ID NAME BIRTHDAY SALARY
1 Rebecca 1974-11-20 7000
2 Ashley 1980-07-19 11000
3 Rachel 1970-12-17 9000
4 Emily 1985-03-07 7000
5 Ashley 1975-05-13 16000

【 SPL script 】

A B
1 =connect("db") / Connect to database
2 =A1.query("select * from EMPLOYEE") / Query EMPLOYEE table
3 [0,8000,12000] / Define salary ranges
4 =A2.align@a(A3.len(),A3.pseg(SALARY)) / A.pseg(x) function gets the range for salary of each record
5 =A4.new(A3 (#):SALARY,~.count():COUNT) / Count the employees in each group

A5 ’s result:

SALARY COUNT
0 308
8000 153
12000 39

The following task requires grouping records by specified ranges according to the expression result, and calculates average.

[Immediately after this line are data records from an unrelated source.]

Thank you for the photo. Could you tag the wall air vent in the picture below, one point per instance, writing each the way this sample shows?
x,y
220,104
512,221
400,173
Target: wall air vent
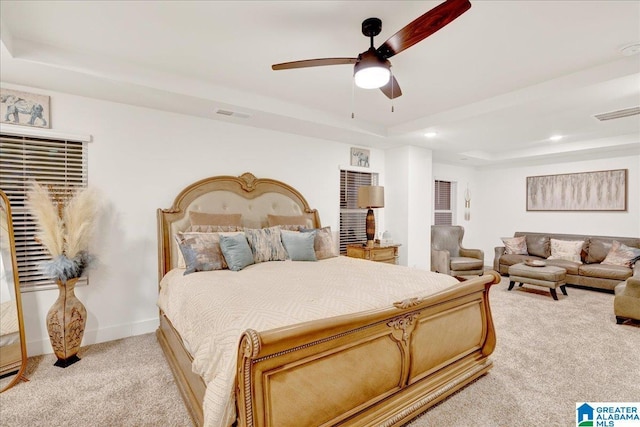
x,y
633,111
230,113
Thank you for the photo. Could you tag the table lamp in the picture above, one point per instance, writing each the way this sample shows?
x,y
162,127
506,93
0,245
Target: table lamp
x,y
370,196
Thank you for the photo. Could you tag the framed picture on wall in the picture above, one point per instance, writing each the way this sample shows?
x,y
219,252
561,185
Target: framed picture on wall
x,y
359,157
24,109
585,191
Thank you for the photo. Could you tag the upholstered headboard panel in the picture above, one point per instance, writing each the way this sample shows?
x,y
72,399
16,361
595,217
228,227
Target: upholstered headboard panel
x,y
247,195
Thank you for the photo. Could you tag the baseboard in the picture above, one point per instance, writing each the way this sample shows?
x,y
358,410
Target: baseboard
x,y
95,336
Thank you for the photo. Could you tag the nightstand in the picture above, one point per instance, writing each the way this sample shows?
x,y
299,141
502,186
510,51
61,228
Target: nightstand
x,y
388,254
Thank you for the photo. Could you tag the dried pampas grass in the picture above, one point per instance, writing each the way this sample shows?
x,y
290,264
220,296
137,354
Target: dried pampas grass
x,y
51,233
66,229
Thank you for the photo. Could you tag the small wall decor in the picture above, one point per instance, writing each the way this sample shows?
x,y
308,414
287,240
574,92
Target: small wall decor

【 Example 8 】 Based on the employee table, group records by ranges of hire durations, which are <10 years, ≥ 10 years & ≤ 20 years, and ≥ 20 years, and calculate average salary in each group. Below is part of the source table:

ID NAME BIRTHDAY SALARY
1 Rebecca 1974-11-20 7000
2 Ashley 1980-07-19 11000
3 Rachel 1970-12-17 9000
4 Emily 1985-03-07 7000
5 Ashley 1975-05-13 16000

【 SPL script 】

A B
1 =connect("db") / Connect to database
2 =A1.query("select * from EMPLOYEE") / Query EMPLOYEE table
3 [0,10,20] / Define hire duration ranges
4 =now() / Get the current date and time
5 =A2.align@a(A3.len(),A3.pseg(elapse@y(A4,-~), HIREDATE)) / A.pseg(x,y) function get the range where the hire date in each record falls
6 =A5.new(A3(#):EntryYears,~.avg(SALARY):AvgSalary) / Calculate the average salary

A6 ’s result:

EntryYears AvgSalary
0 6777.78
10 7445.53
20 6928.57

3. Enumeration grouping

Enumeration grouping defines a set of enumerated conditions, calculates the conditions using members of the to-be-grouped set as parameters, and puts members making same condition true into one subset. There is a one-to-one relationship between the subsets in the result set and the enumerated conditions.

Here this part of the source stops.